# The Hare and the Tortoise



## tonyt (May 25, 2005)

I vaguely remember this conundrum from my childhood but can't remember how to explain that it can't happen.

A Hare and a Tortoise decide to have a race.

As the hare can run ten times faster than the tortoise he gives the tortoise a head start.

Off the tortoise goes and when he reaches a point 100 miles/kilometres or whatever, from the start the hare begins to run. 

As he can run ten times faster than the tortoise he arrives at the “100” point in one tenth of the time the tortoise took to get there. 

The tortoise however didn’t stop when he got there but continued to race on. 

By the time the hare has reached point “100” the tortoise has reached point “110”.

The hare continues to race and reaches point 110 but of course, the tortoise has moved on to point “111” and so it goes on……

Does the hare ever catch the tortoise?


Any maths teachers out there?


----------



## Wizzo (Dec 3, 2007)

tonyt said:


> The hare continues to race and reaches point 110 but of course, the tortoise has moved on to point "111" and so it goes on……


Well no it doesn't because by this time the tortoise has already been overtaken!

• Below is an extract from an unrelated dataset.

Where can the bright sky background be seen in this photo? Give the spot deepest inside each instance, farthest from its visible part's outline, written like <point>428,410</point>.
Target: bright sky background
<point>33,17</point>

Unless of course the hare has stopped for his obligatory nap which is why in the fable he loses the race.

JohnW


----------



## tonyt (May 25, 2005)

Wizzo said:


> Well no it doesn't because by this time the tortoise has already been overtaken.................
> JohnW


Yep - I'd worked that bit out - I just can't get my brain to explain how to work out at what point the hare overtook the tortoise.


----------



## safariboy (May 1, 2005)

You have discovered the joys of the infinite series with a finite sum. There are plenty of examples.

I cannot write it in this type of space but try any A level maths book.


----------



## Kelcat (Apr 20, 2008)

I feel this could best be explained with a graph...

....unfortunatly as I'm spending this evening in the company of my oldest friend (Irish with a smooth dark body a creamy white top) - I am unable to help you further :lol: :lol: :lol:


----------



## Wizzo (Dec 3, 2007)

OK Tony, here goes......

Assuming the Tortoise covers 10 miles a day and therefore the Hare will cover 100 miles a day, and for simplicity we will say that the day is 100 minutes long, then:

The Tortoise covers 1 mile in 10 minutes; the Hare covers 10 miles in 10 minutes.

At the end of 10 days the Tortoise has covered 100 miles.

Day 11 the Tortoise covers another 10 miles and the Hare covers his first 100.

Day 12. After ten minutes the Tortoise has covered another mile so now he has done 111 miles. Meanwhile the Hare has covered 10miles in that 10 minutes so he has covered 110 miles. After 11 minutes the Tortoise has covered 111.1 miles and the Hare has done 111 miles. During the following minute the Hare will overtake the Tortoise - the Tortoise will have only covered 111.2 miles at the end of the 12th minute whereas the Hare will have covered 112 miles.

I hope that has explained it simply enough.

JohnW


----------